Larry Young: 10 Essential Albums
Wednesday, October 20, 2021
Adept at straddling any genre, Larry Young was part of Miles’ Bitches Brew sessions, Tony Williams’ Lifetime and even some one-off sessions with Jimi Hendrix. This is Kevin Le Gendre’s personal guide to the best Larry Young albums
Groove Street
Prestige, 1962
Solid early session from the organist that shows his command of the soulful grits’n’gravy vocabulary as patented by the likes of ‘Brother’ Jack McDuff and Jimmy McGriff.
Into Somethin’
Blue Note, 1964
One of the great Blue Note sleeves – the artist looking statesman-like against the backdrop of the modernist curves of the Paris ORTF studios – announced a futurism reflected in glorious music that broaches adventurous territory.
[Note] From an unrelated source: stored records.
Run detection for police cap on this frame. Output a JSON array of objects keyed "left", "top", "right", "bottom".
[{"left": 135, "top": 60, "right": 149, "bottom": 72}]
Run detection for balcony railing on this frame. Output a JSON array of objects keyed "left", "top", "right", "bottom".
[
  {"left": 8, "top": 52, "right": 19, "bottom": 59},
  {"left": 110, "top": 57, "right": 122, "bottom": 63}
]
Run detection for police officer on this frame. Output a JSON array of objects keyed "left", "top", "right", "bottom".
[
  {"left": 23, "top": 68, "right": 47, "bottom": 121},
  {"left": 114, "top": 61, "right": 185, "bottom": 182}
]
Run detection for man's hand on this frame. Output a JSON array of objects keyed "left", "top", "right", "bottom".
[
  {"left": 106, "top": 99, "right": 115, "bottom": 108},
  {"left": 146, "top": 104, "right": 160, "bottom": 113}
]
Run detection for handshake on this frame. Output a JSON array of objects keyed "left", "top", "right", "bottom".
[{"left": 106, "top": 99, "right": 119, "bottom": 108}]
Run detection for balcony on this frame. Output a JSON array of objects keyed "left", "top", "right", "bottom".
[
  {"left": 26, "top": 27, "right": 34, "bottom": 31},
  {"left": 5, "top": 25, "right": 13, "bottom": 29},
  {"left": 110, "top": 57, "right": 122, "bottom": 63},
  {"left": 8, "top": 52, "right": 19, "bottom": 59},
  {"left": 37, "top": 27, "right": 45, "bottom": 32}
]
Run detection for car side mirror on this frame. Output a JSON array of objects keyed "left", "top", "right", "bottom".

Saxophonist Sam Rivers excels.
Unity
Blue Note, 1965
Arguably the jewel in the organist’s crown: an immensely influential album that showed Young adopting a more modal Coltrane-esque approach in places and forming a formidable sparring partnership with the wizard trumpeter Woody Shaw.
In the Beginning, with Woody Shaw
Muse, 1965
Not released until 1983, this little known Shaw album sees Young return the complement for the Unity session by appearing on several tracks. Most interestingly he plays piano rather than organ and sounds superb.
Heaven On Earth
Blue Note, 1968
Another consolidation of his growing originality sees Young unveil more excellent compositions backed by stellar accompanists that include saxophonist Byard Lancaster and a young guitarist and former Jack McDuff sideman called George Benson.
Mothership
Blue Note, 1969
Although not issued until 1980, this is another fine set of originals that features a very different horn star to Woody Shaw: Lee Morgan.
Lawrence of Newark
Perception, 1973
From the sleeve in which Young is dressed as an Arab prince to the use of layers of dense percussion this is the organist, also known as Khalid Yasin, at his most non-western. Full of heady, hazy ambiences and spacious, spaced-out sounds the session is a post-Lifetime classic.
Fuel
Arista, 1975
One of the key ‘rare groove’ albums that became highly sought-after in the 1990s. Hearing the go-to track ‘Turn Off The Lights’ in a packed club where dancers cut loose to the poundingly funky beat, while their heads were turned by the avant-garde synth stylings, was just mind-blowing.
Spaceball
Arista, 1976
A touch more rocky than its predecessor but Young is still on a serious funk kick that chimes well with a Headhunters-defined world.
Double Exposure, with Joe Chambers
Muse, 1978
Drummer Chambers had been a Young sideman in the 1960s and this is an inspired reunion of the two men. Here Chambers reveals himself to be a skilled multi-instrumentalist and several keyboard duets on the album are brilliant.